Despite all the headlines about layoffs, the tech unemployment rate only ticked up slightly to 2.2 percent in October, according to a new analysis by CompTIA. Throughout the year, the tech unemployment rate has largely held steady: it was 2.3 percent in August, for example, before dipping to 2.1 percent in September.
Tech companies added 20,700 workers in October, making it the 23rd straight month of job growth. Overall employment in the tech industry has risen by 193,900 this year, 28 percent higher than 2021. Major tech hubs such as Boston, New York City, San Francisco, and San Jose all enjoyed significant month-over-month upticks in tech-related job postings.
It’s also important to note that hiring for remote-work positions has maintained its momentum. Some 34 percent of open tech positions have a remote-work option, versus 27 percent in 2021 and 22 percent in 2020. Whether remote or in-person, employers’ most-desired tech positions included software developers and engineers (85,796 postings in October), IT support specialists, IT project managers, systems engineers, and network engineers.
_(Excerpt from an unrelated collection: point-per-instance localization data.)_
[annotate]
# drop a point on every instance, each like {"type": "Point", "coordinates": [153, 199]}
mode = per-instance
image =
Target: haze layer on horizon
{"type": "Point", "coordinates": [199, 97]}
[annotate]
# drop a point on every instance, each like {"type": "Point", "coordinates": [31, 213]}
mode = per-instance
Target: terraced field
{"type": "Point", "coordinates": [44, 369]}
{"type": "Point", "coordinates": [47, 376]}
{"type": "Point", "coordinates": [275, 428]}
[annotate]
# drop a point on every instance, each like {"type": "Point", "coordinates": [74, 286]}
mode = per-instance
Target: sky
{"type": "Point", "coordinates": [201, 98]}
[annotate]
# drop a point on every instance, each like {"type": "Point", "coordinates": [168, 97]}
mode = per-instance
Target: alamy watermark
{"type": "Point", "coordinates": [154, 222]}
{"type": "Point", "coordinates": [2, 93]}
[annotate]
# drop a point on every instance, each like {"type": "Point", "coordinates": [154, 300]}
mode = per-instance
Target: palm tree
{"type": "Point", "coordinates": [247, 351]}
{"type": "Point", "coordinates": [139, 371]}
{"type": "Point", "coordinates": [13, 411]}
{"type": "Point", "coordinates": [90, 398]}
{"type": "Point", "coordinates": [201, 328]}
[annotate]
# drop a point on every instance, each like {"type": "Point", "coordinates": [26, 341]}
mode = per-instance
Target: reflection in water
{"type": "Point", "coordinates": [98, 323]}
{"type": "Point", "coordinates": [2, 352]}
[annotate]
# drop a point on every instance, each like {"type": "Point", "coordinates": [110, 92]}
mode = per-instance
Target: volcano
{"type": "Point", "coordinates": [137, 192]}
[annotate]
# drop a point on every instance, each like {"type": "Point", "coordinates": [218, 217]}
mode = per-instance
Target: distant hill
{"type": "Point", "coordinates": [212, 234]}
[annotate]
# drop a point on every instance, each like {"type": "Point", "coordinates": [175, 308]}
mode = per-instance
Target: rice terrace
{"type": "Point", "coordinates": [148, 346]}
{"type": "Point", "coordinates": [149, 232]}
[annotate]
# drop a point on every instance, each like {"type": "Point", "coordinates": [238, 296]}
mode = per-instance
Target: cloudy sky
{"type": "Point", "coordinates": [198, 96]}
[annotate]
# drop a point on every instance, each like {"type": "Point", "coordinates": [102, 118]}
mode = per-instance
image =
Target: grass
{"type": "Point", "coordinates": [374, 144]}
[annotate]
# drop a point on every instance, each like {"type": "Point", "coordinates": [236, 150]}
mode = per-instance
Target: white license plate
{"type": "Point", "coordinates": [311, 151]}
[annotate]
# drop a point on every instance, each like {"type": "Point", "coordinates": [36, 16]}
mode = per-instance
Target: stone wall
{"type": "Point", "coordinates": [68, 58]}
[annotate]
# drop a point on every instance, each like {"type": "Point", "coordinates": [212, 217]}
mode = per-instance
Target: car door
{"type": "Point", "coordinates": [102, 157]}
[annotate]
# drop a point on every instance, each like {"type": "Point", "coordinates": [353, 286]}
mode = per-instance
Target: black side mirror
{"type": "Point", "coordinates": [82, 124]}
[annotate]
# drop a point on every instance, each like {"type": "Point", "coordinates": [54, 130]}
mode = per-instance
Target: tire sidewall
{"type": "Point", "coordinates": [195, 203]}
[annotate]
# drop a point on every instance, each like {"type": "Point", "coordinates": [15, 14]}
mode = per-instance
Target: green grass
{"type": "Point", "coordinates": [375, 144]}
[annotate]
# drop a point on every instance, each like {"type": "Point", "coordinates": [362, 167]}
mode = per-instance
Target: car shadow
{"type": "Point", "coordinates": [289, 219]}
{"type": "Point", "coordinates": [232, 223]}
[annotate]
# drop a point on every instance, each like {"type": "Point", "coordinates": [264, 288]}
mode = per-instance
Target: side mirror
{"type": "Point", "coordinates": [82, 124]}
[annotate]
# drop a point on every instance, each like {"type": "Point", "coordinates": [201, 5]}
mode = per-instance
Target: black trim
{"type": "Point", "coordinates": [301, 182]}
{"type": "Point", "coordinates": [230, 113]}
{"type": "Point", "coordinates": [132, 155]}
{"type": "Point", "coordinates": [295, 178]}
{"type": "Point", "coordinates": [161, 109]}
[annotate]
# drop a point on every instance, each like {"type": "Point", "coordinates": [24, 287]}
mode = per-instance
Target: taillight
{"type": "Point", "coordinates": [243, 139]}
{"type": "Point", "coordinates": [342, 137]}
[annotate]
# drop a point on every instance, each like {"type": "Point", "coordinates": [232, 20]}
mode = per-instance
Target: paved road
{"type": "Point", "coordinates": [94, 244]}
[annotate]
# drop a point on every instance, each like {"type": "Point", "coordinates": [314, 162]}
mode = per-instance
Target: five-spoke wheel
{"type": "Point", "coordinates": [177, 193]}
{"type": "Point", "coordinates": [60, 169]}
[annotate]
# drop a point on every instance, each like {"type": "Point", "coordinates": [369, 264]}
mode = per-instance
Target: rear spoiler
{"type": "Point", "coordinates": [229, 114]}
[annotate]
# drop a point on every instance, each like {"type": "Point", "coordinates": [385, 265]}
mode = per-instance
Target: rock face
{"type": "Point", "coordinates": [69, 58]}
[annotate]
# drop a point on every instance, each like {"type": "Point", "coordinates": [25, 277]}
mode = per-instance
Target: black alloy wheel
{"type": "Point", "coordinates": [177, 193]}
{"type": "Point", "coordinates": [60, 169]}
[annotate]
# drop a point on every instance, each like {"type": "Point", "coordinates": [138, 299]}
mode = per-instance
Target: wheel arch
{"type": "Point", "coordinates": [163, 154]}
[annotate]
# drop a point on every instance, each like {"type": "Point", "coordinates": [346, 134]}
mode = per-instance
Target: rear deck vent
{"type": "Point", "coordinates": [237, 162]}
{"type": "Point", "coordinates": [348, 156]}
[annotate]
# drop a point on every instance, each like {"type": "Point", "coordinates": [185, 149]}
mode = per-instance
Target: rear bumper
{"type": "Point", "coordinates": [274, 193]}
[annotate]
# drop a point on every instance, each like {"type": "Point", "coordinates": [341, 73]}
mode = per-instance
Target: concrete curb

Meanwhile, the number of tech jobs throughout the whole economy dipped by 116,000. “The data is roughly in line with expectations,” said Tim Herbert, chief research officer at CompTIA, wrote in a statement accompanying the data. “Tech hiring activity remains steady, but there are undoubtedly concerns of a slowing economy.”
The big question is how the rest of the year might play out. Some of Silicon Valley’s biggest companies announced significant layoffs last week, including Twitter and Lyft, and more might hit in coming months. However, many of those companies went on an exuberant hiring spree during the pandemic, and now may need to adjust their workforces to meet the current moment of economic uncertainty. For companies within the broader economy, the need to hire technology professionals remains constant: networks must be defended, websites built, and tech stacks maintained.